Firstly, Singapore has woken up to the damage done to its image by years of architectural vandalism and is now taking very good care of what remains of its colonial architecture, with old buildings being tastefully converted into hotels, galleries, arcades, restaurants and the like. Chinatown, in particular, is a stunning example of how to turn an old, run-down district into a bustling visitor attraction with restaurants, shops and markets – the same thing could be done very successfully in some of the old streets of Cholon, or the old Saigon Port buildings along Ton Duc Thang. But it still seems that in Vietnam, colonial buildings are allowed to decay, or are simply knocked down and replaced with something more boring and functional. For some cities, Saigon in particular, it may already be too late.

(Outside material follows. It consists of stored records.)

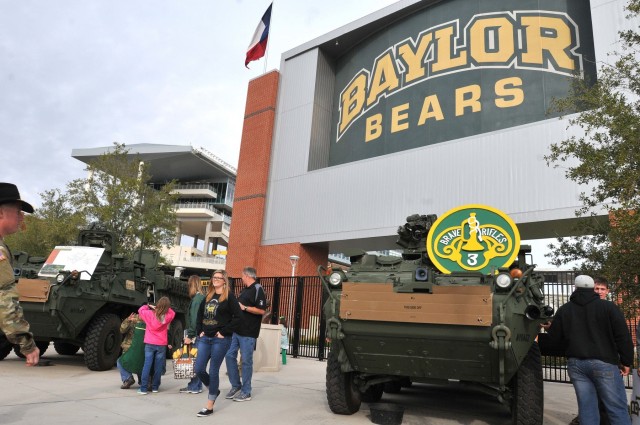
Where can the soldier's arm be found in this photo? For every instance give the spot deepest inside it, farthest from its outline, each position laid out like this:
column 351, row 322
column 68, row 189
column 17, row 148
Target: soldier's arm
column 12, row 322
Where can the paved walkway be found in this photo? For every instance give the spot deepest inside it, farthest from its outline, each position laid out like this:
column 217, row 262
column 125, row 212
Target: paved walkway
column 67, row 393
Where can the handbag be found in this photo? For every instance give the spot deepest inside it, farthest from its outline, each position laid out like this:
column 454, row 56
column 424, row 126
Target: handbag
column 183, row 365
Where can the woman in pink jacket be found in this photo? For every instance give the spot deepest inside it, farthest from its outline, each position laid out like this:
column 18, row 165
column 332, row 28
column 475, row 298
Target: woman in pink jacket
column 157, row 318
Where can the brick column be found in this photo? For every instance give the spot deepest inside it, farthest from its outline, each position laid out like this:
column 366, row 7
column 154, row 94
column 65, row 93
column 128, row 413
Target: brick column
column 251, row 188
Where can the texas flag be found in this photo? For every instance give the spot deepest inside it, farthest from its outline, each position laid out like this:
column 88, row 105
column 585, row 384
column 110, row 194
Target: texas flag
column 258, row 44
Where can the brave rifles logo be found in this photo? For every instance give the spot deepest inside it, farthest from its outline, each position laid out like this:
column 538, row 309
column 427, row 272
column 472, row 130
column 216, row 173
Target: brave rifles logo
column 473, row 238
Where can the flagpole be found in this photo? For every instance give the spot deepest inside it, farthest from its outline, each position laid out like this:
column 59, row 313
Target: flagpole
column 266, row 52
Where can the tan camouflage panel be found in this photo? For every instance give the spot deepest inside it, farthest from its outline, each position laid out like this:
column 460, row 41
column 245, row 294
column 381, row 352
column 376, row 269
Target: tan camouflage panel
column 12, row 322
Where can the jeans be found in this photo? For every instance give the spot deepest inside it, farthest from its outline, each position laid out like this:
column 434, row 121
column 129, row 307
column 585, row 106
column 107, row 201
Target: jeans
column 592, row 380
column 154, row 355
column 247, row 345
column 213, row 350
column 124, row 373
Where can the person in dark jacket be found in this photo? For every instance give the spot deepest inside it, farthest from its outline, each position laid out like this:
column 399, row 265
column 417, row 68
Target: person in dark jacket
column 599, row 352
column 218, row 318
column 195, row 292
column 132, row 359
column 253, row 303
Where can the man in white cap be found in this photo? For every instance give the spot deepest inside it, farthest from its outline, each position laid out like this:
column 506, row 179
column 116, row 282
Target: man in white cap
column 599, row 352
column 12, row 322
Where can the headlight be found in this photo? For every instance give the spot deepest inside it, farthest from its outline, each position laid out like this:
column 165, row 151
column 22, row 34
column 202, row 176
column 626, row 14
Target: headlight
column 503, row 280
column 335, row 279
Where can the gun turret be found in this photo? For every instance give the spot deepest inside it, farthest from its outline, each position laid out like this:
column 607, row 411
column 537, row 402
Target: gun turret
column 412, row 236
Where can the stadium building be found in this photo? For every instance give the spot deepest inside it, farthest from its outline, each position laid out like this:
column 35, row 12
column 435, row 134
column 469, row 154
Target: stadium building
column 418, row 108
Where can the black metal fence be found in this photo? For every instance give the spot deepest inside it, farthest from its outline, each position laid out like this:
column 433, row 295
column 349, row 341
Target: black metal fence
column 300, row 300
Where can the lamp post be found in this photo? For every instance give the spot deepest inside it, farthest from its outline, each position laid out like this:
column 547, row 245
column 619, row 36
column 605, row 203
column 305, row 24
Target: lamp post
column 294, row 262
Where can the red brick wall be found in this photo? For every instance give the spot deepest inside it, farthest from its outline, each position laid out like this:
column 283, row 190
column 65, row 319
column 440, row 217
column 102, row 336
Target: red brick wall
column 251, row 189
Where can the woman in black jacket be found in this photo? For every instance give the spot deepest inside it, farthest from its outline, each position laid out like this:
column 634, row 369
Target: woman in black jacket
column 218, row 317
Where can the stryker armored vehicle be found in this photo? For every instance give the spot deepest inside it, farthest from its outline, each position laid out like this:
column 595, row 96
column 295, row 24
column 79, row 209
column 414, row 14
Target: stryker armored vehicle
column 79, row 308
column 442, row 313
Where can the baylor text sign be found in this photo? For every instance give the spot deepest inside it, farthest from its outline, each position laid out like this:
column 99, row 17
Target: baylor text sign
column 457, row 69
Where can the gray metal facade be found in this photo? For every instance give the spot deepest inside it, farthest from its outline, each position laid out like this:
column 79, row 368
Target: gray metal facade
column 361, row 204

Secondly, Singapore has a zero-tolerance policy towards the kind of antisocial behaviour that puts many tourists off repeat visits to Vietnam. It’s so nice to walk down a pavement unimpeded by hawkers, motorbikes or spitters, just as it is refreshing to encounter taxi drivers who know their city, can make shopping or restaurant recommendations, and who don’t try to rip you off at the end of your journey. Civility is the norm in Singapore, and people go out of their way to help tourists rather than hassle them or make money out of them. Admittedly Singapore’s Big Brother authoritarianism can get a little silly – it’s the only city in the world where you’ll see litter outlined in chalk rather than murder victims – but there’s no denying that its people are very courteous, polite and welcoming to visitors.
Thirdly, Singapore has stuff to do, and nearly all of it is family-friendly. Plenty of visitor attractions (Sentosa Island alone attracted more visitors in 2010 than the whole of Vietnam) and new ones being added all the time – Saigon’s list of attractions hasn’t changed in the nine years I’ve lived here. Shopping to suit all pockets, rather than just knock-off markets or overpriced designer malls. Riverside walks that are perfect for jogging, cycling and pushchairs. Dedicated entertainment districts such as Clarke Quay or the aforementioned Chinatown, which pull in hordes of shoppers, diners and revellers seven nights a week. And all of it easily accessible by the quick and cheap (SGD1 a journey) MRT underground system.
And finally, and most importantly in its implication for Vietnam’s tourism industry – NO VISAS!